4. Il ressort des pièces du dossier, et en particulier de la fiche d'évaluation du niveau de langue pour l'accès à la nationalité française établie par un agent de la préfecture de la Loire-Atlantique au cours de l'entretien d'assimilation de Mme E veuve C B, que l'intéressée, bien qu'elle comprenne le français et puisse s'exprimer à l'oral, maîtrise difficilement la langue française puisqu'elle ne peut décrire des situations imprévisibles, expliquer un problème ou exprimer sa pensée, elle ne possède pas un vocabulaire suffisant sur la plupart des sujets courants et ne maîtrise par la structure des phrases simples ou complexes courantes. L'agent en charge de l'entretien en a déduit qu'elle n'avait pas atteint le niveau de compréhension et d'expression de la langue française requis pour l'acquisition de la nationalité française. Si Mme E veuve C B justifie, il est vrai, avoir fourni de nombreux efforts d'intégration en suivant notamment des formations linguistiques, une telle circonstance n'est toutefois pas de nature à établir qu'elle possédait, à la date de la décision attaquée, le niveau linguistique requis par les dispositions précitées. Enfin, les circonstances que Mme E veuve C B est réfugiée, analphabète, est arrivée sur le territoire à un âge avancé, ne s'exprime pas oralement avec ses filles qui sont atteintes d'une surdité bilatérale, sont sans incidence sur la légalité de la décision attaquée eu égard au motif qui la fonde. Dans ces conditions, en déclarant sa demande de naturalisation irrecevable, le ministre de l'intérieur n'a pas commis d'erreur d'appréciation.

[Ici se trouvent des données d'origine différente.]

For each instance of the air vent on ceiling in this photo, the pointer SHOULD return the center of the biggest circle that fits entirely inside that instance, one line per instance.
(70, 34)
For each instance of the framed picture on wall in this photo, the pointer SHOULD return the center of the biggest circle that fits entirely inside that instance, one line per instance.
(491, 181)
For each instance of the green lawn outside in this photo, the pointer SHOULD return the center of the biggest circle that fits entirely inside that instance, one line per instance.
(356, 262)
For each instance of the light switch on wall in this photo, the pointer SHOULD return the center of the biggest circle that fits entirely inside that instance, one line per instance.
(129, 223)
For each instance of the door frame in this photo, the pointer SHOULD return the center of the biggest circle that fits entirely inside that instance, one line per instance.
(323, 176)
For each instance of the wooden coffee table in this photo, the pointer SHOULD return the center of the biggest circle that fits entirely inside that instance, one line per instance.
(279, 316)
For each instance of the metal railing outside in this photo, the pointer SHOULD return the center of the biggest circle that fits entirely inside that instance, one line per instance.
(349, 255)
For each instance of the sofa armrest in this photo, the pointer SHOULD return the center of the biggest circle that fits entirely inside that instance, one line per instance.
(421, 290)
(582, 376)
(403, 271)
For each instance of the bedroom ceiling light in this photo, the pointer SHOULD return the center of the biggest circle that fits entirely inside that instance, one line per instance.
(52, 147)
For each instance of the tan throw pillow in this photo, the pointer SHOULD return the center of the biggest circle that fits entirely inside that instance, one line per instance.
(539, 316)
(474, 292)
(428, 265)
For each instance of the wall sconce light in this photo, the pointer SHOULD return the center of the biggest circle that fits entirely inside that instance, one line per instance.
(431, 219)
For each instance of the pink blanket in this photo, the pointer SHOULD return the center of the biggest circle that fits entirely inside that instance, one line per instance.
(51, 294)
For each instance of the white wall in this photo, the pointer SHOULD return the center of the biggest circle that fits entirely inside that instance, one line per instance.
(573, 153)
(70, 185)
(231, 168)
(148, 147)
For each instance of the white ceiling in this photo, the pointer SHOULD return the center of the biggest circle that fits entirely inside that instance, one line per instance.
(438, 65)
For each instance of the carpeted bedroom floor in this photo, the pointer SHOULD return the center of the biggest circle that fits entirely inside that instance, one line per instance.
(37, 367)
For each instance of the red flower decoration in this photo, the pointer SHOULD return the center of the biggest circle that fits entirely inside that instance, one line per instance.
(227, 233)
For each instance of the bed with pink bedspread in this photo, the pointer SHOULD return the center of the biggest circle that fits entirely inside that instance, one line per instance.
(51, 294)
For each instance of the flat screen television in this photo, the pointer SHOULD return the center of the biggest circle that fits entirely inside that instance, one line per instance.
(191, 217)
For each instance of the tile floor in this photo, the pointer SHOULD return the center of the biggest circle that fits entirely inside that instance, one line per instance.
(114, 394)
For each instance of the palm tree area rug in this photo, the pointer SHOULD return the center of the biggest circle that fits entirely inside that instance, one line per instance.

5. Il résulte de tout ce qui précède que les conclusions à fin d'annulation présentées par Mme E veuve C B doivent être rejetées, de même que, par voie de conséquence, ses conclusions à fin d'injonction et celles tendant à l'application des dispositions de l'article L. 761-1 du code de justice administrative et de l'article 37 de la loi du 10 juillet 1991.

D É C I D E :

Article 1er : La requête de Mme E veuve C B est rejetée.

Article 2 : Le présent jugement sera notifié à Mme E veuve C B, à Me Schauten et au ministre de l'intérieur et des outre-mer.

Délibéré après l'audience du 21 octobre 2022, à laquelle siégeaient :

M. Livenais, président,

M. Huin, premier conseiller,

Mme Thierry, conseillère.

Rendu public par mise à disposition au greffe le 14 novembre 2022.

La rapporteure,

S. DLe président,

Y. LIVENAIS

Le greffier,

E. LE LUDEC

La République mande et ordonne au ministre de l'intérieur et des outre-mer en ce qui le concerne ou à tous commissaires de justice à ce requis en ce qui concerne les voies de droit commun contre les parties privées, de pourvoir à l'exécution de la présente décision.